Repetitive friction or a single direct blow incites synovial inflammation, effusion, and pain. In tendonitis, microtears and degeneration of collagen produce inflammation at the tendon or its insertion. Septic bursitis arises from direct inoculation through overlying skin breaks, most often by Staphylococcus aureus (including MRSA) and Streptococcus species; crystal-induced bursitis results from urate or calcium pyrophosphate deposition.

Clinical Manifestations

Patients present with localized pain, tenderness, warmth, and swelling over the involved bursa or tendon. There is pain with active and resisted movement, whereas a true arthritis hurts with both active and passive motion. Septic bursitis shows erythema, warmth, fluctuance, and sometimes fever, frequently with an overlying skin breach. Rotator cuff/subacromial tendonitis produces a painful arc of abduction.

Diagnosis

Diagnosis is clinical based on focal periarticular tenderness with preserved passive joint motion. When septic bursitis is suspected (especially olecranon), aspirate the bursal fluid: septic fluid is purulent with markedly elevated leukocytes (typically >30,000, mean ~75,000 cells/mm3) and a positive culture, distinguishing it from aseptic, crystal, or inflammatory causes. Send fluid for cell count, Gram stain, culture, and crystal analysis.

Treatment

Aseptic bursitis/tendonitis is treated with rest, ice, compression, NSAIDs, and activity modification. Septic bursitis requires antibiotics covering Staphylococcus (including MRSA) and Streptococcus, with drainage as needed; it generally responds well to oral antibiotics. Corticosteroid injection can help refractory aseptic tendonitis but must be avoided if infection is possible and avoided for patellar/Achilles tendons given rupture risk.

Prognosis

Most aseptic cases resolve over weeks with conservative measures, though recurrence with continued provoking activity is common. Septic bursitis usually responds well to drainage and oral antibiotics with full recovery when treated promptly.

Differential Diagnosis

Septic arthritis: pain with active AND passive joint motion, intra-articular effusion, systemic toxicity.

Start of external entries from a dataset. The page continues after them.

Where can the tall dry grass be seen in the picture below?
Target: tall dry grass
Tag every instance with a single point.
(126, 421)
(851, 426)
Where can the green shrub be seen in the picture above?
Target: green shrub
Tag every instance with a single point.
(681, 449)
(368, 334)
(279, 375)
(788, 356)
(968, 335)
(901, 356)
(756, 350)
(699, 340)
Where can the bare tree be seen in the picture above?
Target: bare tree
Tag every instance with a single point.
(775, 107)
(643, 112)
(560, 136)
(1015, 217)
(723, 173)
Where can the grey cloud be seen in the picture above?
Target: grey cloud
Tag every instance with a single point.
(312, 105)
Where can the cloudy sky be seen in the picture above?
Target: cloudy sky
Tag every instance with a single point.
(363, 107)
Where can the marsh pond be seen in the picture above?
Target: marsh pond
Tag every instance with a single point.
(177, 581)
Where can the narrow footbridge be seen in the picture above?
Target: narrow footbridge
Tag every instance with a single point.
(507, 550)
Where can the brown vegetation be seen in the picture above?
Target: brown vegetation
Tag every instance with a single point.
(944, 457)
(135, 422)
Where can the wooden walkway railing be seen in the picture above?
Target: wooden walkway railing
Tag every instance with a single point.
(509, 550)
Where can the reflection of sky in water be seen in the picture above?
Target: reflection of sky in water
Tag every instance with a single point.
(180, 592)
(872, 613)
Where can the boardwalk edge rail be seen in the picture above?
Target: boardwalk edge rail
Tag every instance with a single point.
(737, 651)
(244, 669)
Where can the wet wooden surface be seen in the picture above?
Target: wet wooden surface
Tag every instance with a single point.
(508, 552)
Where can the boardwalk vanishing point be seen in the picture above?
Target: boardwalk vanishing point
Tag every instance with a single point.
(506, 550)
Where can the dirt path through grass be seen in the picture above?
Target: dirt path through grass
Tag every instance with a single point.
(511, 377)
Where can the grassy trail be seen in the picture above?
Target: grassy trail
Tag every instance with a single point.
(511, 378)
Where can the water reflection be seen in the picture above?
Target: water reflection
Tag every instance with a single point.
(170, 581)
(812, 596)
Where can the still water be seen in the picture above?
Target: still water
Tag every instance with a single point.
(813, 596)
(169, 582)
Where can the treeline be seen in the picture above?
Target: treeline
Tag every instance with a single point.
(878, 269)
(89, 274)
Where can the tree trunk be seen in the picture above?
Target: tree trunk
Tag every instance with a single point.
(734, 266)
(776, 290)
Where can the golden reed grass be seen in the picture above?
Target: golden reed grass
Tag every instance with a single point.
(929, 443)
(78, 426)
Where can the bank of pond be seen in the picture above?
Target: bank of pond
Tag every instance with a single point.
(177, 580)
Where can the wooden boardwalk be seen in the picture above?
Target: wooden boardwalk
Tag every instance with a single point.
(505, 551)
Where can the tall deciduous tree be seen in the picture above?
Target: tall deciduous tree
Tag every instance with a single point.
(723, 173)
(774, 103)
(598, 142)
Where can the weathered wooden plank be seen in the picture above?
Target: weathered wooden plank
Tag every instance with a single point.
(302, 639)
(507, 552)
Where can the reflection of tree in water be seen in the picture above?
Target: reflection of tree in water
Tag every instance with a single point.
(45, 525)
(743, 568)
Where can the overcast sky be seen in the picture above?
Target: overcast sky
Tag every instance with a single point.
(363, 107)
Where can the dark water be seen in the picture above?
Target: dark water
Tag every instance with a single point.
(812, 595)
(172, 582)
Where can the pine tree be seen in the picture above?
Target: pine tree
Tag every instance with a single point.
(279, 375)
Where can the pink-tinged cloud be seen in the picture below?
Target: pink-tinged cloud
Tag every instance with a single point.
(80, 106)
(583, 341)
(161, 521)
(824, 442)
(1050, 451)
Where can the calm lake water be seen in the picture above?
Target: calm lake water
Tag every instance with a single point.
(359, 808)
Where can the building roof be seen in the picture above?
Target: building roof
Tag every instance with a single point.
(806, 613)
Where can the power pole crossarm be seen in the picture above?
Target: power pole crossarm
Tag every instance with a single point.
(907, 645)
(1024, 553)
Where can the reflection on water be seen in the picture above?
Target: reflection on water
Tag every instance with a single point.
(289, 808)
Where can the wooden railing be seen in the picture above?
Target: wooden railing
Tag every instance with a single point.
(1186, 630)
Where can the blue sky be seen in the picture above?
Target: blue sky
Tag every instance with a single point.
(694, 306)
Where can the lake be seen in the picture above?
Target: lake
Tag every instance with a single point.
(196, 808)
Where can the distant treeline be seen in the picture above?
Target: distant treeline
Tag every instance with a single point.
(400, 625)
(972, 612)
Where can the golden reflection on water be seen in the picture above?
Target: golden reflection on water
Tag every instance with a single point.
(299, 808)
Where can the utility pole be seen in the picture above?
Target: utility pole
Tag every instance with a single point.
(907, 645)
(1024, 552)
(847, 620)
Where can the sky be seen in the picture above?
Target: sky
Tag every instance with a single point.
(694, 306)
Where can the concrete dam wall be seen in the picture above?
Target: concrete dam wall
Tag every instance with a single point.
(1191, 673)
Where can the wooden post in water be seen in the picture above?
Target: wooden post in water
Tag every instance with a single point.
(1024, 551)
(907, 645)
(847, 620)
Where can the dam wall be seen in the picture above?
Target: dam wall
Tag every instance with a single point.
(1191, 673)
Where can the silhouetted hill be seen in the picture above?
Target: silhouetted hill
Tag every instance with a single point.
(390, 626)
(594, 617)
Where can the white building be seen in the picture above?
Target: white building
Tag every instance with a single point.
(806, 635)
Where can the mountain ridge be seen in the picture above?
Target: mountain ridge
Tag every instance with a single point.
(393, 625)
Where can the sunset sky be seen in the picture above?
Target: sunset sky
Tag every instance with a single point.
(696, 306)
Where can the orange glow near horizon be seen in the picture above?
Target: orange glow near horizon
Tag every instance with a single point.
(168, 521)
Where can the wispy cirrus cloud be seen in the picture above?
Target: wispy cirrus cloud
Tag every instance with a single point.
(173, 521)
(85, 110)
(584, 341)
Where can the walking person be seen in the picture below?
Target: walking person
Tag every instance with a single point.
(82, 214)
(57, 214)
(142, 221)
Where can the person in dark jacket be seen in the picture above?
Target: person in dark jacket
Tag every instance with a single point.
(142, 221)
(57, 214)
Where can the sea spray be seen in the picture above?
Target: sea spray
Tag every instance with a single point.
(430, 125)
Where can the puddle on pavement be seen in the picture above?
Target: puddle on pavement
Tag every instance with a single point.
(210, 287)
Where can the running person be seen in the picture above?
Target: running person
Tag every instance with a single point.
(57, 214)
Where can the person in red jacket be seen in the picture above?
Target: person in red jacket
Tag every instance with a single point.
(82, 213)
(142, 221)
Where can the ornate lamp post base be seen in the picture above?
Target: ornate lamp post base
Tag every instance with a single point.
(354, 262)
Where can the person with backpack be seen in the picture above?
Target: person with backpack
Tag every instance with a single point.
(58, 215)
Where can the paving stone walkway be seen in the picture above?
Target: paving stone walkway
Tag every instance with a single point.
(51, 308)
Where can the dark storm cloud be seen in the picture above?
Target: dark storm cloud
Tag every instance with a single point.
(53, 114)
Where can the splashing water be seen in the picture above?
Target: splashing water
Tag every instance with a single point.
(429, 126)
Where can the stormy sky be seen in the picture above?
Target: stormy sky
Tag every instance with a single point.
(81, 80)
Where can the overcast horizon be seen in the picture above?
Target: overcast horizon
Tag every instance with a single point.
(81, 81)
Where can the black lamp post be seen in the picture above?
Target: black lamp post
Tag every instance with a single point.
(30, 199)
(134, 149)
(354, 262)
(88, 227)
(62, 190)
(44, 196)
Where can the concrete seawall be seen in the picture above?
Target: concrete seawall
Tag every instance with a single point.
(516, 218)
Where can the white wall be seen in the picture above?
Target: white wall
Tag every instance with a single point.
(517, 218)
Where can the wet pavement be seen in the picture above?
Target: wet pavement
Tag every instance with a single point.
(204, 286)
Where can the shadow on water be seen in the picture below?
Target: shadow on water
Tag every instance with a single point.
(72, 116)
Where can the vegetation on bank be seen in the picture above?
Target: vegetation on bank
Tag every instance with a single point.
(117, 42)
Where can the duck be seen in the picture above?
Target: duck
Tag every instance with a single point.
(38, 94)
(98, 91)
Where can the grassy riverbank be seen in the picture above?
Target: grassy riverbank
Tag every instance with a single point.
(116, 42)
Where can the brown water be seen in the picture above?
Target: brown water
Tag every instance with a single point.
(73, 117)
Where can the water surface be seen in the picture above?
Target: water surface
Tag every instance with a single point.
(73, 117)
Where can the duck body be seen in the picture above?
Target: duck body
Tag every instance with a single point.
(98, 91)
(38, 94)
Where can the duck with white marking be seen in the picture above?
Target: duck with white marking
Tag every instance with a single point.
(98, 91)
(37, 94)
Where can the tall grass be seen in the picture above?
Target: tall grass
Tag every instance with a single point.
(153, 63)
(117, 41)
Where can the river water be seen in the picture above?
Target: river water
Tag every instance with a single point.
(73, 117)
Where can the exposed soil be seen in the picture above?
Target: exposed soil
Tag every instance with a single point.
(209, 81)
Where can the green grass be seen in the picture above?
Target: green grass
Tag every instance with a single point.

Gout/pseudogout: acute crystal arthritis; aspirate shows negatively (urate) or positively (CPPD) birefringent crystals.

Cellulitis: diffuse skin erythema/warmth without a discrete bursal effusion.

Tendon rupture: sudden loss of function and a palpable defect (e.g., positive Thompson test for Achilles).

Fracture: focal bony tenderness with positive imaging after acute trauma.